En el Antiguo Testamento leemos la historia de la esposa de Jacob, Raquel, y su deseo desesperado de tener un hijo. Ella ya no podía soportar la idea de vivir sin conocer el gozo del parto, sin experimentar todo lo que ella estaba supuesta a experimentar, como mujer en la cultura judía. El dolor de Raquel era insoportable y ella le clamó a Jacob: “Dame hijos, o si no, me muero” (Génesis 30:1).

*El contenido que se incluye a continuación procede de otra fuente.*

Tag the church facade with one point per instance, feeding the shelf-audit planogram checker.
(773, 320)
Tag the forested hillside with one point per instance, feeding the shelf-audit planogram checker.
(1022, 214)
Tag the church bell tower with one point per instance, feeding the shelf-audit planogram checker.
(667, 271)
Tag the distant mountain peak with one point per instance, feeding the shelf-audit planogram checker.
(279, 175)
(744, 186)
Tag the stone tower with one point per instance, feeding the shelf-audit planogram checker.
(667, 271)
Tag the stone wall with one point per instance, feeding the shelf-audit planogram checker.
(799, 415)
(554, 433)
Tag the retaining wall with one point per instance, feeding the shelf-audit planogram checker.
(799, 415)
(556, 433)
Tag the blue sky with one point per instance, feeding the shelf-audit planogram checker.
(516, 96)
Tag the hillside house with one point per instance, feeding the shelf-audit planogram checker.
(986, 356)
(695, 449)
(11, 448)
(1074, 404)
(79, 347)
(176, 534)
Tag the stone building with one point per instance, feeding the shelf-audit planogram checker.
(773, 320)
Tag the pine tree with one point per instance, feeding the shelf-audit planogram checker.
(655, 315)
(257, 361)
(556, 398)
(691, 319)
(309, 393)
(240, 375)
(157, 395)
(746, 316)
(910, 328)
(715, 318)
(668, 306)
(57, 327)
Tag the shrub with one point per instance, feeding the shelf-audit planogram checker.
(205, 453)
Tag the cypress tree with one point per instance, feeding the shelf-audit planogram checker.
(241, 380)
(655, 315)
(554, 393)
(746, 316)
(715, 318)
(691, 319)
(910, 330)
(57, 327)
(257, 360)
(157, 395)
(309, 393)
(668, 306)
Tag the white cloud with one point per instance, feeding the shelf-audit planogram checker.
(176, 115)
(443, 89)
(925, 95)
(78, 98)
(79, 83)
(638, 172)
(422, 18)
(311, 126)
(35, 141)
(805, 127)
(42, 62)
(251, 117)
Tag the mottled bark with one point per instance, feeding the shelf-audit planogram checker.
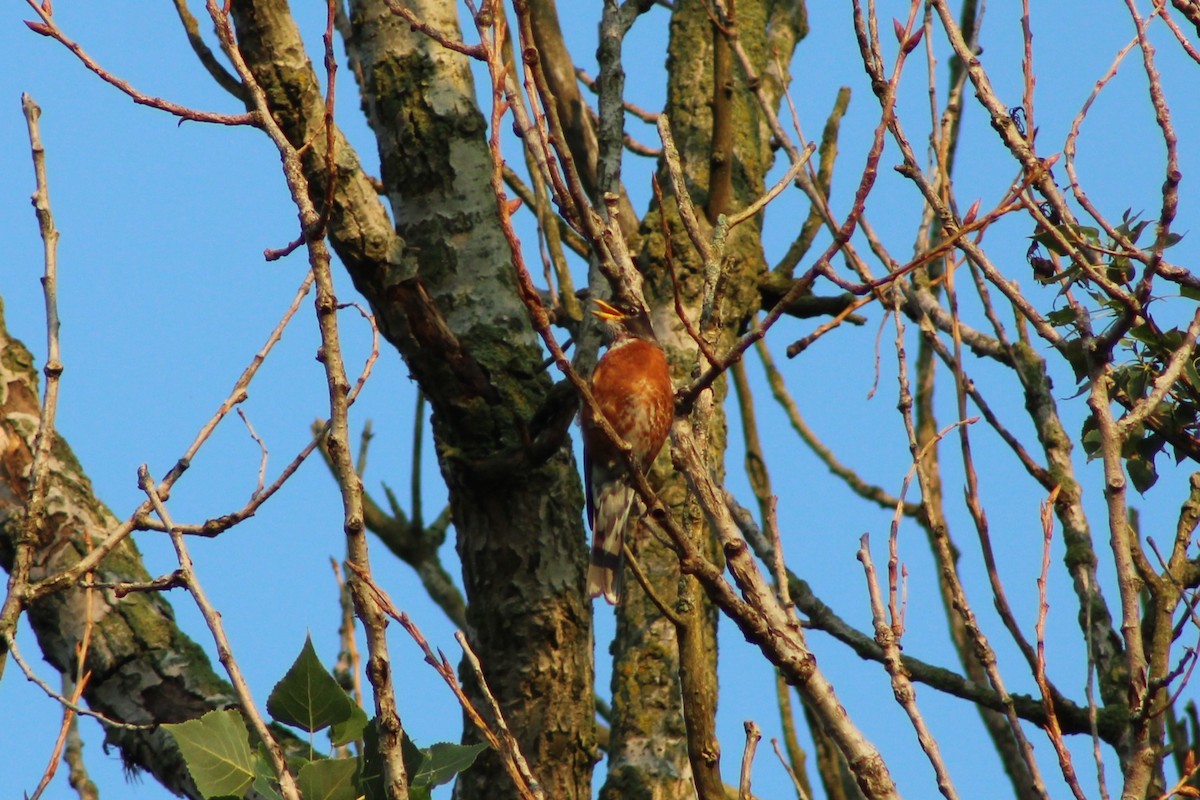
(444, 294)
(665, 686)
(143, 668)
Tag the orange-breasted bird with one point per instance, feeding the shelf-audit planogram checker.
(631, 385)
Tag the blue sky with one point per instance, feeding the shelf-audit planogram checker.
(165, 298)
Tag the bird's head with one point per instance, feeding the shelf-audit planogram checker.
(624, 320)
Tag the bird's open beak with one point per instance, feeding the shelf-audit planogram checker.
(606, 311)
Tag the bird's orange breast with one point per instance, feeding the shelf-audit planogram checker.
(633, 389)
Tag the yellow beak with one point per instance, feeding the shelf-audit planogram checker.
(606, 311)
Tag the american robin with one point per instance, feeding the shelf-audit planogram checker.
(631, 385)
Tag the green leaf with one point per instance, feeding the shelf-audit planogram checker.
(1141, 473)
(1090, 438)
(328, 779)
(216, 751)
(265, 781)
(1073, 350)
(371, 767)
(309, 697)
(443, 762)
(1192, 374)
(1061, 317)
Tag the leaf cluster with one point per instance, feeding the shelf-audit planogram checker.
(217, 750)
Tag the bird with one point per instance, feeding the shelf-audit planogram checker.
(633, 390)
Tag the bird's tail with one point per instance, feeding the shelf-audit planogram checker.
(613, 503)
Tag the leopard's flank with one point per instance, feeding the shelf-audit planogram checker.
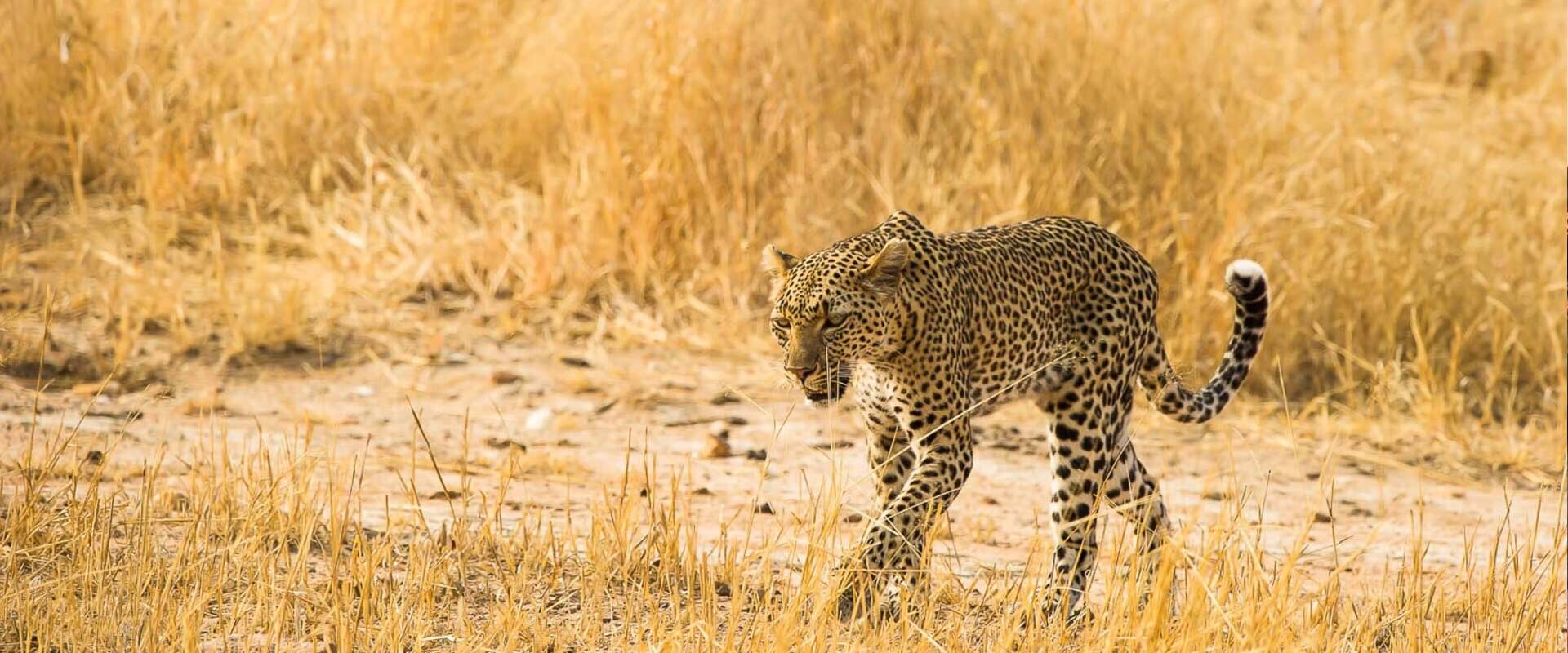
(935, 329)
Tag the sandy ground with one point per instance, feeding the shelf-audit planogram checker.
(576, 428)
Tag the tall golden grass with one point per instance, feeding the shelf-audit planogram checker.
(250, 175)
(261, 547)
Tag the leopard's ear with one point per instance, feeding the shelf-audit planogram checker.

Llevar un alma a Cristo es muy parecido a dar a luz. El Espíritu Santo concibe el deseo en nuestros corazones, y luego comenzamos a nutrir el proceso, orando por las almas regularmente. Anhelamos ver a nuestro bebé nacer; y cuando nace, no queremos dejarlo nunca. Jugamos con él, abrazamos y mentoreamos la nueva creación de Dios. Plantamos y regamos, orando para que Dios dé el crecimiento. Sólo pensamos en ayudar a nuestro hijo a crecer, a florecer y a tomar la imagen de Cristo.

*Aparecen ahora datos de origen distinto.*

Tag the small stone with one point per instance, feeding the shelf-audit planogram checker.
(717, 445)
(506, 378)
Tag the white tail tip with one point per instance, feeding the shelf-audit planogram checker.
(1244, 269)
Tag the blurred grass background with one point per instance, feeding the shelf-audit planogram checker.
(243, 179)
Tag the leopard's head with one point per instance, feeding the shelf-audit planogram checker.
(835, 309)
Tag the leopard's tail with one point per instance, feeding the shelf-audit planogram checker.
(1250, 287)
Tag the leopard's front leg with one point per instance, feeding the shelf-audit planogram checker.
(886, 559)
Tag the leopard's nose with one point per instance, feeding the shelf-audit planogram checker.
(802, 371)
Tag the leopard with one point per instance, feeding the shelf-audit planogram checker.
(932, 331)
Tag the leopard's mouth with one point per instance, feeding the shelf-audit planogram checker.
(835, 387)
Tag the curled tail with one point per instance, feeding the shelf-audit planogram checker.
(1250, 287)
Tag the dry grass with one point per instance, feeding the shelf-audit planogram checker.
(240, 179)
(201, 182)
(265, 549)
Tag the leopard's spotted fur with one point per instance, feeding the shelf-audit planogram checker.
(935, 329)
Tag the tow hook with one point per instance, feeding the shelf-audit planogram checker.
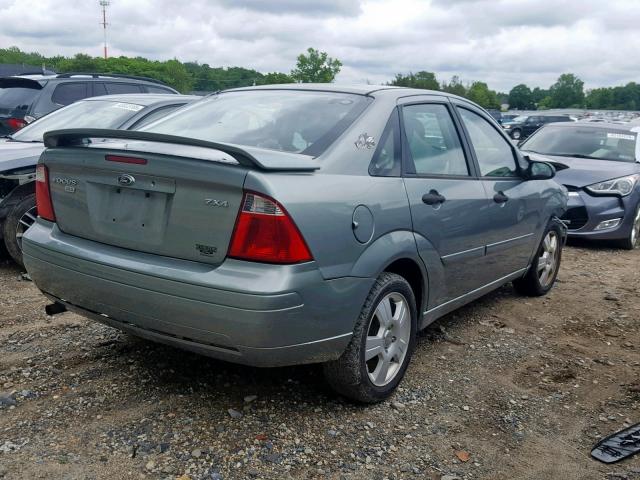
(55, 309)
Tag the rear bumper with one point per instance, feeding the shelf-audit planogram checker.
(255, 314)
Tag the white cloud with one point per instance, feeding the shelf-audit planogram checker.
(502, 42)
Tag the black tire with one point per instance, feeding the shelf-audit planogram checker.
(633, 240)
(532, 285)
(12, 228)
(350, 374)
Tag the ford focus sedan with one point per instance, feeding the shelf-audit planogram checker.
(294, 224)
(598, 163)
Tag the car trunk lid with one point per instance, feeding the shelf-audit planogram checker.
(148, 193)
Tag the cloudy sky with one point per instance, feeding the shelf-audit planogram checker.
(502, 42)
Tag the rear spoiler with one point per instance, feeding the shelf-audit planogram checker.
(252, 157)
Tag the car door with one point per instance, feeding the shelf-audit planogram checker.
(448, 203)
(515, 204)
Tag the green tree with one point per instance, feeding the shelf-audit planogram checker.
(568, 91)
(538, 94)
(521, 98)
(480, 93)
(422, 79)
(599, 98)
(316, 67)
(454, 87)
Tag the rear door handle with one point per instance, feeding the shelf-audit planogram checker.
(433, 198)
(500, 197)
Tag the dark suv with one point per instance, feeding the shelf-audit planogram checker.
(26, 98)
(524, 125)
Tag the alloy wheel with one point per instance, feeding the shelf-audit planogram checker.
(548, 259)
(25, 223)
(388, 339)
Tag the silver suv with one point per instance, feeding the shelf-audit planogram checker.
(285, 225)
(26, 98)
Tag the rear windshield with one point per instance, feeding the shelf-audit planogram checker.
(289, 121)
(91, 114)
(17, 98)
(585, 142)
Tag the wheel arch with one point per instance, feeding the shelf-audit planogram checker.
(396, 252)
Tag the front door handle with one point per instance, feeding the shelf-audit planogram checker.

¡Si tan sólo cada seguidor de Cristo sintiera esta misma sensación de pasión y urgencia por traer un nuevo hijo al reino de Dios! Si tan sólo decidiéramos que ya no podemos vivir con la idea de ser estériles. Si tan sólo el deseo ardiera dentro de nuestros corazones hasta que no podamos contenerlo más, hasta que finalmente nos mantengamos clamando a Dios: “Dame un hijo, o si no, espiritual o me moriré".
Dondequiera que voy, me encuentro con cristianos que nunca han sentido la alegría de llevar un alma a Cristo. Vienen a mí pidiendo consejo, generalmente con los ojos mirando al suelo, avergonzados. Les digo que no se avergüencen de este hecho, sino que se emocionen de que el Espíritu Santo está trayendo convicción a sus corazones.
“El primer paso para compartir tu fe es desarrollar un deseo ardiente de hacerlo”, les digo. Podemos contar con que el Espíritu Santo encenderá este deseo desesperado dentro de nosotros, porque esto es exactamente lo que él quiere hacer.